Lo peor es que estaba anunciado
Por Diego Cabot | LA NACION
No es necesario hablar para anunciar las cosas. La tragedia de ayer es un ejemplo: hacía años que la Argentina venía anunciando a diario que irremediablemente llegarían muertes en las vías.
Esto no es todo. También hay avisos de que seguirá habiendo autos destrozados en las rutas; o de que habrá cortes de electricidad o gas cada vez que el frío o el calor peguen fuerte. Por supuesto, una cosa no es comparable con la otra. Pero los avisos existen, aun sin palabras.
El Gobierno decidió montar este sistema ferroviario que se basa en dos pilares: tarifas de regalo y subsidios millonarios para compensar las pérdidas. ¿Y la inversión? De eso casi no se habla.
También fue el que diseñó la estatización de hecho de los ramales urbanos. Las empresas son gerenciadoras de un esquema sostenido por fondos públicos que se liquidan en oficinas oscuras y con muchísima discrecionalidad. Ni siquiera los aumentos de sueldos de los ferroviarios son negociados por sus empleadores. Todo se acuerda con la Secretaría de Transporte, que inmediatamente después de negociar subas salariales aumenta los subsidios para compensar los mayores costos. Las empresas corren los trenes como pueden y rezan para que los alambres con lo que se arreglan las formaciones no se corten.
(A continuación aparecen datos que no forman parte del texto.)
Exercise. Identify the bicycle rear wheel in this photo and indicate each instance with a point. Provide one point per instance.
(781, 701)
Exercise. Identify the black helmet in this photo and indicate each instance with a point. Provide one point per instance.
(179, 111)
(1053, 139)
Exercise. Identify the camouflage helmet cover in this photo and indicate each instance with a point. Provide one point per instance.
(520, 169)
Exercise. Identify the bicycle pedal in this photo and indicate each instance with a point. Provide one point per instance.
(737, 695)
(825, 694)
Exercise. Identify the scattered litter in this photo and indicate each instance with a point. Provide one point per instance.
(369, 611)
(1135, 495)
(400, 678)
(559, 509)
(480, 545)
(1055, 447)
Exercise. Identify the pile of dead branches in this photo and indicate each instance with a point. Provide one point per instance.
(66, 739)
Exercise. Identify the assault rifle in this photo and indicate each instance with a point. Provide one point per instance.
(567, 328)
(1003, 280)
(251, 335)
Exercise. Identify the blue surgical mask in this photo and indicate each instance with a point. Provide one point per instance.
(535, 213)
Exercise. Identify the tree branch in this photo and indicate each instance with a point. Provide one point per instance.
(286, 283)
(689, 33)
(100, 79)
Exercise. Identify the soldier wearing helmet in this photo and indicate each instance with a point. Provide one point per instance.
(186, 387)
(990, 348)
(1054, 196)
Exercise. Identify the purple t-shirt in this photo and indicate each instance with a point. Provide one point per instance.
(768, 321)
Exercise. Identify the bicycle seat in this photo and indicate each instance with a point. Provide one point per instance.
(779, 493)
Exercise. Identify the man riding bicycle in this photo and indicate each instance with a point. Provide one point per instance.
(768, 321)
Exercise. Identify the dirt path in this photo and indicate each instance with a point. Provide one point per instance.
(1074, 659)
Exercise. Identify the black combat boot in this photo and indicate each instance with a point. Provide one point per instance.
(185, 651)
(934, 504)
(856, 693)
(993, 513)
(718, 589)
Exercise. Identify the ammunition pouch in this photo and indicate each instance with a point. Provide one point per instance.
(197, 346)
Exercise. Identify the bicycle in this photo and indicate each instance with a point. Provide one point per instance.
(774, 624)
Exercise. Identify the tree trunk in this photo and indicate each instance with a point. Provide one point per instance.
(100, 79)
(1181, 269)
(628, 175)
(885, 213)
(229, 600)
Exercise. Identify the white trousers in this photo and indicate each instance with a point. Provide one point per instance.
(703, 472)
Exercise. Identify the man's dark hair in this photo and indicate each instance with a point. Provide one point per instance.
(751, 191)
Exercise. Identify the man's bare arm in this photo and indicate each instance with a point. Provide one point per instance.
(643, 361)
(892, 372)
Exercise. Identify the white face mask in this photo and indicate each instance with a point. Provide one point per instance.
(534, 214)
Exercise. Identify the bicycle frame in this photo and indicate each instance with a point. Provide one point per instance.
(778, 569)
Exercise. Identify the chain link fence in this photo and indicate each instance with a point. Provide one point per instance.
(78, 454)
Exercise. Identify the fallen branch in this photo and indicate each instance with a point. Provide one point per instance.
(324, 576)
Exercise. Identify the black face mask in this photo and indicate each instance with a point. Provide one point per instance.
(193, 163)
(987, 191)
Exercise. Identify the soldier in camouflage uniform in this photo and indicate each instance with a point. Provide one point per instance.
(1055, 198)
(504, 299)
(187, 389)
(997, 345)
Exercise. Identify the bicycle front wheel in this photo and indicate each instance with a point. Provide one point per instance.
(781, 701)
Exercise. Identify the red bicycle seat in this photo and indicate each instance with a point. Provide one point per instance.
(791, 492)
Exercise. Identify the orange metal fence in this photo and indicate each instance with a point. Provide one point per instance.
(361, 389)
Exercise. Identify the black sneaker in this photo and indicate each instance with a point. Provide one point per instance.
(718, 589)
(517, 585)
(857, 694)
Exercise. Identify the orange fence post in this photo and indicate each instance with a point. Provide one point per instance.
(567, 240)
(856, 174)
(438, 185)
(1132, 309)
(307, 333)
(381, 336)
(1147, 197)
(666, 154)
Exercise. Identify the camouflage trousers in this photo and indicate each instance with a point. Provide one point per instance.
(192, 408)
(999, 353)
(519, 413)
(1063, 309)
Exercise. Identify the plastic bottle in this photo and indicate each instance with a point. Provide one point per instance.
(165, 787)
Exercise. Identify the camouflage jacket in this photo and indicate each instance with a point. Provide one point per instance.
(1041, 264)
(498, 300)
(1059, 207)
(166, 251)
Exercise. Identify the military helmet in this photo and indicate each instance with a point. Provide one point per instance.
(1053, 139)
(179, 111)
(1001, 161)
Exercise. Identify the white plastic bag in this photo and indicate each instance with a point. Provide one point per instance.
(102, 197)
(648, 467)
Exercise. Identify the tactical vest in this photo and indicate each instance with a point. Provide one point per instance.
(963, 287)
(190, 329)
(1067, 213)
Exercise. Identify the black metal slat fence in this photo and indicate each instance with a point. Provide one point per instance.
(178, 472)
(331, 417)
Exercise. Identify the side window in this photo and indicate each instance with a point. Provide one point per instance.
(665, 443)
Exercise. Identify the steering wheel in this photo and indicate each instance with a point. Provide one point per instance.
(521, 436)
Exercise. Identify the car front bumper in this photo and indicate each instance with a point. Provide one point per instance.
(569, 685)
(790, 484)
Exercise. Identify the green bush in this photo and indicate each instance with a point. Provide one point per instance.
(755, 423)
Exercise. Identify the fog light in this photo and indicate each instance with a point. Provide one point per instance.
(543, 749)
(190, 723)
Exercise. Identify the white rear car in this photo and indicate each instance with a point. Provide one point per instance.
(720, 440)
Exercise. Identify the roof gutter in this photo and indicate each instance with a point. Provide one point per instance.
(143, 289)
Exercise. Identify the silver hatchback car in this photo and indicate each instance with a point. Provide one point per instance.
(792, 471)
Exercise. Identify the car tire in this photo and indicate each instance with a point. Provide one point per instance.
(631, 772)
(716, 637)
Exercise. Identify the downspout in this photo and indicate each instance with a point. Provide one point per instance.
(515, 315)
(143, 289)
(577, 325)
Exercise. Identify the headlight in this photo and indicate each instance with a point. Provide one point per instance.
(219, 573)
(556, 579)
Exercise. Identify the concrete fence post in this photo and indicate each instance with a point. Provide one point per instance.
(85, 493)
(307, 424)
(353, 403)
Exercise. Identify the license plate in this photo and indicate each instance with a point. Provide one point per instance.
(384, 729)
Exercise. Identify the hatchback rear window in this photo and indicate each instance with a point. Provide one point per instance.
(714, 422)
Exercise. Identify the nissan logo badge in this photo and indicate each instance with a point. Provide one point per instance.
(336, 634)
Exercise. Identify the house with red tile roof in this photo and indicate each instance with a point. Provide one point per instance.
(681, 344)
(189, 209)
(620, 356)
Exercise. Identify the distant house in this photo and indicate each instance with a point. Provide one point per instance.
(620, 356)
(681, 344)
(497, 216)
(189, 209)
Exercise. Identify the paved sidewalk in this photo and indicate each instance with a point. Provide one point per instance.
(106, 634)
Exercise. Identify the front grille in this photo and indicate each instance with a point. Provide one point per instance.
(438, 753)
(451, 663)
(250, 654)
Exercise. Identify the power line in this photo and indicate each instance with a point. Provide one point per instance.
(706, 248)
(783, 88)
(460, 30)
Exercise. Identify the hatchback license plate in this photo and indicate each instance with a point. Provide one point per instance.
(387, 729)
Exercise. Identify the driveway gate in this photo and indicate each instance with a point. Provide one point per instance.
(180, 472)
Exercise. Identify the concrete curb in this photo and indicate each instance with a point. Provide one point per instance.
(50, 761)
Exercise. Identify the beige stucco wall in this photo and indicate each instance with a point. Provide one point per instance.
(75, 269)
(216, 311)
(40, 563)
Mientras los usuarios viajan como ganado, los millones van, y también vienen. En enero, Trenes de Buenos Aires (TBA) recibió un cheque por 76,9 millones de pesos para soportar la operación. El primer mes del año, entre todos los trenes metropolitanos se llevaron 270 millones de pesos. Además hubo 13 millones de pesos adicionales para solventar la operación de Ferrocentral (que corre servicios a Córdoba y Tucumán) y 21 millones de pesos que fueron a parar a dos sociedades del Estado (Administración de Infraestructura Ferroviaria y Sociedad Operadora Ferroviaria) con funciones no muy claras.
No hay contratos, no hay reglas, no hay plan de inversiones y no hay control. Lo que hay son millones. En 2003, cuando Néstor Kirchner llegó al poder, el promedio mensual de subsidios al transporte ferroviario era de 14,7 millones de pesos, según datos oficiales de la Unidad de Control de Fideicomisos de Infraestructura (Ucofin).
Esa cuenta se multiplicó por varias veces. El cheque de fondos públicos que soporta el calamitoso estado de los trenes actuales llega a 253 millones de pesos por mes (creció más de un 100 por ciento), si se cuentan lo que liquida la Ucofin y el déficit de los ramales Roca, Belgrano Sur y San Martín, ahora en manos del Estado.
Millones de pasajeros viajan y sufren en los trenes argentinos. Impávidos esperan en los andenes que esa formación no sea la elegida para el próximo accidente.
Mientras eso sucede, se cortan cintas de trenes que jamás funcionaron, como sucedió con el ramal Lincoln-Realicó cuando el gobernador Daniel Scioli y Kirchner, entonces candidatos a diputados en plena campaña 2009, dejaron inaugurado un tren que se pidió prestado para un acto. Luego se fue y no volvió jamás. Mientras los andenes rebalsan, se anuncia el tren bala varias veces, tantas como el soterramiento del Sarmiento o la electrificación del tren a La Plata.
La Argentina se dio el lujo de jugar con millones de pasajeros indefensos que viajen en poco más que chatarra rodante, trenes viejos maquillados con varias capas de pinturas coloridas.
Los funcionarios y los empresarios ferroviarios también se dieron otros lujos: jugar con millones, pero de dólares, que lubrican un sistema corroído. Mientras tanto todos van y vienen. Los pasajeros. Y los millones.